Covington Electric Cooperative crews, along with assisting contract crews and crews from other electric cooperatives, are diligently working to restore power as safely and quickly as humanly possible. The plan is to get power back on to the most people in the shortest amount of time. Crews have been working since shortly after midnight when power outages were first reported.

First, service will be re-established to the main distribution lines. Then repair crews go neighborhood by neighborhood, street by street, and home by home restoring service. This is very time consuming and requires patience and understanding on the part of the members. Your cooperation is critical to the success of the electrical restoration process.

At one point during the severe weather outbreak, CEC had more than 9,000 members without power and every county served by the cooperative was impacted. This is roughly half the CEC service territory. Straight-line winds caused hundreds of trees to fall over or snap, and damage from one or more tornados caused major damage to homes and some of the CEC infrastructure in Covington County.
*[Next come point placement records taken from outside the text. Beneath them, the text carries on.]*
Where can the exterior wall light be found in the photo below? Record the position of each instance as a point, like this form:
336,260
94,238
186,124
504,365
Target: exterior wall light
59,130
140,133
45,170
“Our priority is to restore power as quickly and safely as possible for the members of Covington Electric Co-op,” says Ed Short, CEC General Manager. Utilizing the cooperation among cooperatives principle, CEC is receiving help from unaffected cooperatives including CHELCO, West Florida and Escambia River according to Short. “Cooperatives always help one another during natural disasters and it’s reassuring to know we have highly qualified personnel to assist us during times of need,” says Short. “We also have contract crews from Lee Electric, Harper Electric, Asplundh and HTC who began assisting us almost immediately last night and we are very thankful for their help,” he added.
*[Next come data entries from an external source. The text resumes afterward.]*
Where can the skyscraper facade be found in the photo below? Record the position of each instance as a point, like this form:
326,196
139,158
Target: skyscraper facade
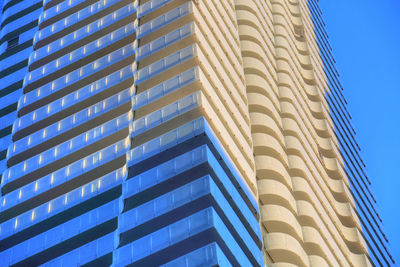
178,133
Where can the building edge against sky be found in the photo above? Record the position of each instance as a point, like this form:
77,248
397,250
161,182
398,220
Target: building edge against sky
176,131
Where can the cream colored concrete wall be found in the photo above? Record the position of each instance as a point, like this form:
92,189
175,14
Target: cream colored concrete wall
308,214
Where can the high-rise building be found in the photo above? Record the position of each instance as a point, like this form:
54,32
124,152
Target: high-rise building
178,133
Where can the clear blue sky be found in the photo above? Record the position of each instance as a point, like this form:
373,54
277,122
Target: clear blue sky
365,36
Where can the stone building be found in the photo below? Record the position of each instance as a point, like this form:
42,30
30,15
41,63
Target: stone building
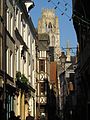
17,58
81,20
48,23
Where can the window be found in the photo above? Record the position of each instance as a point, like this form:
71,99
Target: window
42,88
42,65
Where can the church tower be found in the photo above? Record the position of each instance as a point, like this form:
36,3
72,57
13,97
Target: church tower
48,23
Electric cooperative officials remind people to always stay away from downed or sagging power lines. All downed power lines should be treated as if they were energized and potentially deadly. People seeing a downed power line should stay away from it and report it to the local electric cooperative or 911.
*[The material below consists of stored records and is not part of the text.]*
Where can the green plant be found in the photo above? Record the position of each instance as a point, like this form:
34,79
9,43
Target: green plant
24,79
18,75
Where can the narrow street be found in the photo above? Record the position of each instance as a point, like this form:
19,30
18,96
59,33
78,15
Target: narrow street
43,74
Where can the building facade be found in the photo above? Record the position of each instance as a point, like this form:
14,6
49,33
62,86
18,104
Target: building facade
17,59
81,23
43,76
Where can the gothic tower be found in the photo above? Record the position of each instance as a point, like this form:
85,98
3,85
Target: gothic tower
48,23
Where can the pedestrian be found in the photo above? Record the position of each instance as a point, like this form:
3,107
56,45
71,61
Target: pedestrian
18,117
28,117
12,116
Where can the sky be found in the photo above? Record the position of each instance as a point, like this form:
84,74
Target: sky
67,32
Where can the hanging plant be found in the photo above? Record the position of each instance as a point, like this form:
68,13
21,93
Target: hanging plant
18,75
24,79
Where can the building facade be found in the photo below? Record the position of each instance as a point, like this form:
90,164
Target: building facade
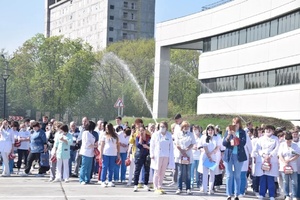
250,60
100,22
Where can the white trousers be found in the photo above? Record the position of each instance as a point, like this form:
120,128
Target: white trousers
62,165
5,170
205,179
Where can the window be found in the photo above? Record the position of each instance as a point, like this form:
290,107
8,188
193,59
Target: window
133,6
125,36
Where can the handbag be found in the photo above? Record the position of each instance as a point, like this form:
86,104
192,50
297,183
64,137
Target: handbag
53,159
11,156
148,161
118,161
266,166
44,160
17,143
185,160
235,141
288,169
221,165
127,162
96,152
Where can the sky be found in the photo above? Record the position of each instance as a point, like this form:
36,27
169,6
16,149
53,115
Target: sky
22,19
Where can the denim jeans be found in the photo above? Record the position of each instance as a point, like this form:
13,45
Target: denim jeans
243,182
233,175
298,191
108,164
85,169
72,159
22,153
267,183
195,173
255,183
123,166
287,180
187,170
139,163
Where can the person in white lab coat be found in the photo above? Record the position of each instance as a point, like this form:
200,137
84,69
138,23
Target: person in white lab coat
161,154
267,149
Generator safety is also a major concern during prolonged power outages. “We urge people to always carefully read the manufacturer’s instructions for using a portable generator. Improper use of a generator can be deadly to the homeowner and to the people restoring your power. CEC has posted generator safety tips online through its Facebook page and website covington.coop,” says Short.

The CEC lobbies and drive thru windows remain closed because of the coronavirus pandemic, but the co-op is answering calls and line crews will continue to work until power is restored to all homes that can take power.

CEC is an electric distribution cooperative that serves approximately 23,000 meters in parts of six counties including: Covington, Coffee, Geneva, Dale, Crenshaw and Escambia.